In 2021, the central bank, in a bid to achieve its mandate of safeguarding the value of the local currency, ensuring financial system stability, and shoring up external reserves, announced the immediate discontinuance of foreign currency sales to Bureau de Change (BDC) operators in the country.

However, the resumed intervention, which would reportedly commence today for funding as well as Tuesday for collection, will see the apex bank inject FX into the subsector in a bid to rescue the naira from further depreciation against major currencies, particularly the US Dollar. The collection will be at designated CBN branches in Lagos, Abuja, Kano, and Awka, while details of the naira accounts to be credited for funding bidding will also be made available today.

CBN is also expected to publish the list of eligible BDCs to benefit from its funding using certain compliance criteria.National Executive Council of Association of Bureau De Change Operators of Nigeria (ABCON) hinted on the latest developments through a memo to its members over the weekend.

The association also warned members that it will no longer be business as usual under the new supervisory regime of the central bank, as any infringement or infraction would result in outright revocation of license and prosecution.

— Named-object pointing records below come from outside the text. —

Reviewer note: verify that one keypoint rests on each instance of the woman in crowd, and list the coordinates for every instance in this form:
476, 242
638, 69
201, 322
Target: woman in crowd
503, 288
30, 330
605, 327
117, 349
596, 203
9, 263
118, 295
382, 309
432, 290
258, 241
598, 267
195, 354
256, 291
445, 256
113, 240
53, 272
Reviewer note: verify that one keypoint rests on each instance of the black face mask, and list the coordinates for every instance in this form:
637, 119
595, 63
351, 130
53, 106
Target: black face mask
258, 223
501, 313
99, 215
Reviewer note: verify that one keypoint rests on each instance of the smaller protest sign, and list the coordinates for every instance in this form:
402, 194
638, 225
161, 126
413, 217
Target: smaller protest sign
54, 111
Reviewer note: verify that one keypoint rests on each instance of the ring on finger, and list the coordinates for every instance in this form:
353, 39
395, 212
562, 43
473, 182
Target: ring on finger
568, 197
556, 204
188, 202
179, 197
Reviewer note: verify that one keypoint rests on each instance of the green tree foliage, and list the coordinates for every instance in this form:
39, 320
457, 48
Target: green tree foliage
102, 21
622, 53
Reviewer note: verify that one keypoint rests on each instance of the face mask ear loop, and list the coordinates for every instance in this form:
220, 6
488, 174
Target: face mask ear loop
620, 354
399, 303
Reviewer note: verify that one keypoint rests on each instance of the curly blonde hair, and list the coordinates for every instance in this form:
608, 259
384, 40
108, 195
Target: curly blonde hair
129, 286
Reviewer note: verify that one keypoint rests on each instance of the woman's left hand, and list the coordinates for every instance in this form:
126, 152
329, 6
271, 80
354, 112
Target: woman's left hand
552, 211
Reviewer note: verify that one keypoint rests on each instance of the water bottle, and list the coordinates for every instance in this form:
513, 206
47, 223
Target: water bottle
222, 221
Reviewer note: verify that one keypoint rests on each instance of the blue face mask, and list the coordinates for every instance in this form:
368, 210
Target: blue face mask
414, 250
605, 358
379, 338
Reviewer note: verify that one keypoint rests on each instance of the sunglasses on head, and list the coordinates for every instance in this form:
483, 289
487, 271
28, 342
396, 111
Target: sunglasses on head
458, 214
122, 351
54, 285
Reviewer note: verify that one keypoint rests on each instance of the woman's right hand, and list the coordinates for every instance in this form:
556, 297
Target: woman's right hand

ABCON said through the association’s various engagements with the central bank, in conjunction with ABCON’s strategic partners, CBN had agreed to its request, under the bank’s supervision, to inject liquidity into the market through a weekly intervention beginning today.

CBN assured ABCON that the new circular on the Revised Regulatory and Supervisory Guidelines to BDCs, which was introduced over the weekend, was only a draft exposure that required the association’s inputs before the release of the final guidelines by the apex bank.

To that effect, the letters of the guidelines were not cast in stone, the association’s leadership told its members, who had been worried over the sweeping reforms in the document, which, among other things, prescribed N2 billion and N500 million minimum capital for national and state BDCs, respectively.